In May, the U.S. economy generated 559,000 million new nonfarm jobs, and the unemployment rate dropped to 5.8% from 6.1% in April. While new job growth is a good sign for the economy, the number didn’t reach expectations. Seeing demand in the economy to warrant a large job gain, economists anticipated new job growth in May to be 671,000. For April, there were 266,000 nonfarm jobs, well behind the nearly 1 million jobs expected. “We lost 22 to 23 million jobs between March and April of last year,” says Bret Biggers, ISRI’s senior economist. “Now we’re evening out, but there’s still around 9 million people unemployed and over 9 million job openings.”

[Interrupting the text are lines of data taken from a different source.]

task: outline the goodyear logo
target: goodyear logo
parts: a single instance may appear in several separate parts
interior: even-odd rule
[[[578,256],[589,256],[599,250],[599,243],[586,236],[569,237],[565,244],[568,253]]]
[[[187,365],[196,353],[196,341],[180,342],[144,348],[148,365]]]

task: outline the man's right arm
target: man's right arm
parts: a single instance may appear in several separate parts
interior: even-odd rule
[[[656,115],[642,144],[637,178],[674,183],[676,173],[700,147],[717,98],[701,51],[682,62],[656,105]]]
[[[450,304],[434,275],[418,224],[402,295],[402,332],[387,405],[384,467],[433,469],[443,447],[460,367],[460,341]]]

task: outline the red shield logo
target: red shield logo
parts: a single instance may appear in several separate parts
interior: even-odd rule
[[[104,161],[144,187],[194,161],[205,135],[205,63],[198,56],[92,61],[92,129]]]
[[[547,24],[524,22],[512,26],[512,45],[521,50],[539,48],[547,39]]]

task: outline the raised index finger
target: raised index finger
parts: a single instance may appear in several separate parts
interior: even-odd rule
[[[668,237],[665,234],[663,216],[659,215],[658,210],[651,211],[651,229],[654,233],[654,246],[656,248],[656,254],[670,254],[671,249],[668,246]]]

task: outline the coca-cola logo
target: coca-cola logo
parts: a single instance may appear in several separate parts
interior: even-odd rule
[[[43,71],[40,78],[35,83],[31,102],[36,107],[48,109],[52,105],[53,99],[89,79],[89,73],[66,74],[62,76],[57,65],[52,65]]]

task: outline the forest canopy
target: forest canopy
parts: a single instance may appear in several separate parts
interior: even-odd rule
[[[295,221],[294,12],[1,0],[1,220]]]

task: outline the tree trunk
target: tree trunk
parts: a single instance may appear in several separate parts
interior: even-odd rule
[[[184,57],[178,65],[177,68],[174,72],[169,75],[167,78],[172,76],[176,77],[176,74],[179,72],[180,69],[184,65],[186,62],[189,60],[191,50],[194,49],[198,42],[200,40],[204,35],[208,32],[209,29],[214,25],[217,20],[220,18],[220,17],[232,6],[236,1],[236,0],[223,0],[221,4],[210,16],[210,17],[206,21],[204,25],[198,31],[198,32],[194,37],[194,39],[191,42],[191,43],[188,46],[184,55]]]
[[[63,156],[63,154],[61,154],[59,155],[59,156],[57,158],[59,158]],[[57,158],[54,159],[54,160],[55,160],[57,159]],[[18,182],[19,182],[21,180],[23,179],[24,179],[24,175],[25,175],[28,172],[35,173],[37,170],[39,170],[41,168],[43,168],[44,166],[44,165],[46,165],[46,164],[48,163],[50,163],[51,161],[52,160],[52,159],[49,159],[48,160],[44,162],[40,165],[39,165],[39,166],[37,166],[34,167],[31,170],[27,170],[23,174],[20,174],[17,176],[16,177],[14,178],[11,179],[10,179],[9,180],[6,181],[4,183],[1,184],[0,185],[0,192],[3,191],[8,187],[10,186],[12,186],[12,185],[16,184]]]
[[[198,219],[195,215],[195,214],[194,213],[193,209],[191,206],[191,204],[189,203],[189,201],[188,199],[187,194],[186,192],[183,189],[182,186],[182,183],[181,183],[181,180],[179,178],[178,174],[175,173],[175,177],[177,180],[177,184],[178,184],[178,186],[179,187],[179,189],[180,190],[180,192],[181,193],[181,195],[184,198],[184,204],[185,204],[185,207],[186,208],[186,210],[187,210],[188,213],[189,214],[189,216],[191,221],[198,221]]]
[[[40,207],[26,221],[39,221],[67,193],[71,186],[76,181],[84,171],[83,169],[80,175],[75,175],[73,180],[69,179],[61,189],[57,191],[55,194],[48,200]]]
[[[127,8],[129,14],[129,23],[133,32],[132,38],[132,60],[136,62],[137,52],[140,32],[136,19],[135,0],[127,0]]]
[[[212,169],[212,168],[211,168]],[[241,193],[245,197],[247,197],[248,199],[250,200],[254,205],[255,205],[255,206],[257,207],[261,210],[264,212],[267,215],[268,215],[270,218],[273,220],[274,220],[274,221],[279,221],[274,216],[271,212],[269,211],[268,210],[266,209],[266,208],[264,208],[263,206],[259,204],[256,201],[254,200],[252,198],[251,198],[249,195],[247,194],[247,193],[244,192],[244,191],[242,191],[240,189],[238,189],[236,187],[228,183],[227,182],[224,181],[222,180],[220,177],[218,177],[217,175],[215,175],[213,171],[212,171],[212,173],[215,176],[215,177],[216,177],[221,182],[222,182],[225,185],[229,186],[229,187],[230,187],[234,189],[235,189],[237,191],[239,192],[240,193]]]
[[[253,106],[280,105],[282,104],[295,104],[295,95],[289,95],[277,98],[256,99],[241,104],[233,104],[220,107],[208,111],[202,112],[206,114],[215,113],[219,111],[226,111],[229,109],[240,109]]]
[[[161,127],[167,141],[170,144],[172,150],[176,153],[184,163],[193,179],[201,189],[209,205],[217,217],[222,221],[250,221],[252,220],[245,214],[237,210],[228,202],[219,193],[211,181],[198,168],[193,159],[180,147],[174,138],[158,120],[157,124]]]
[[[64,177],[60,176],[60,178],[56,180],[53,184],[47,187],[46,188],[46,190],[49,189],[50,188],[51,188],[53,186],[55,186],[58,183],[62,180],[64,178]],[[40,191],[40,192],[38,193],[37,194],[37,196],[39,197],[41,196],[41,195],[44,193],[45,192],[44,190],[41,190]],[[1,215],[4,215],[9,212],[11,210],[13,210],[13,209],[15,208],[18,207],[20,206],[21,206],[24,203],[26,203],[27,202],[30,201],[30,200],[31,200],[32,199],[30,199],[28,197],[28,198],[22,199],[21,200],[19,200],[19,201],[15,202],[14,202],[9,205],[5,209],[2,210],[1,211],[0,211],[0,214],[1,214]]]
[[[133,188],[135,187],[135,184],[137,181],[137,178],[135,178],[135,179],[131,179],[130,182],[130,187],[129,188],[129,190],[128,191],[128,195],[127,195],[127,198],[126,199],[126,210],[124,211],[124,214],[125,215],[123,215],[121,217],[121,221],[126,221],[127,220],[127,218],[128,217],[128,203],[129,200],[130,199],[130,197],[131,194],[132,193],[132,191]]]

In the recycling industry, there are many open positions in materials recovery facilities (MRF), mills, and other locations. MRFs experience high turnover for their employees, mainly sorters, Biggers says, adding, “But it’s never been like this in recent memory. Sixteen months ago, these positions were filled.” Currently, mills are not experiencing the same labor shortage as MRFs. Biggers is aware of several MRFs reporting their operations are tight. “I talked to a supplier recently, and it’s trying to figure out how to supply paper to the manufacturers; the MRFs can’t produce enough,” he says. “Part of that is because MRFs currently don’t have the employees to sort, separate, and get things ready for shipping.”
It’s evident that recyclable materials are coming in from consumers through online purchases that typically travel in corrugated/carton or paper/plastic envelopes, and using paper products either at home or the office. In May, the National Retail Federation (NRF) forecasted non-store and online sales to grow 18% to 23% for 2021, or $1.09 to $1.13 trillion. But for some reason it’s not reaching the next level. “The bottleneck may be at the MRFs,” Biggers notes.
It’s possible that U.S. employment isn’t where it needs to be to continue the economy at its current growth. In June, the Federal Reserve Board raised its GDP projection for 2021 to 7.0% from 6.5% in March. However, its unemployment rate projection remained unchanged at 4.5%. “Would GDP be higher if employment would grow faster? A potential answer may lie in the Personal Consumption Expenditures (PCE) price index,” Biggers says. An indicator the Fed uses to set policy, PCE measures prices that people living in the U.S., or those buying on their behalf, pay for goods and services. In May, the Federal Reserve Board increased their PCE estimate to 3.4% from 2.4% in their March estimate, which suggests demand is outpacing supply, Biggers says. “Hence, if supply were greater, inflation would decrease. If employment were up a faster rate, then supply would increase also, thereby adding a downward pressure on inflation,” he says.
Though unemployment was lower than projected, the good news is employment continues rising. “The number is going up; we’re not losing jobs, so it’s good overall,” Biggers says. New employment numbers will be released Friday, July 2.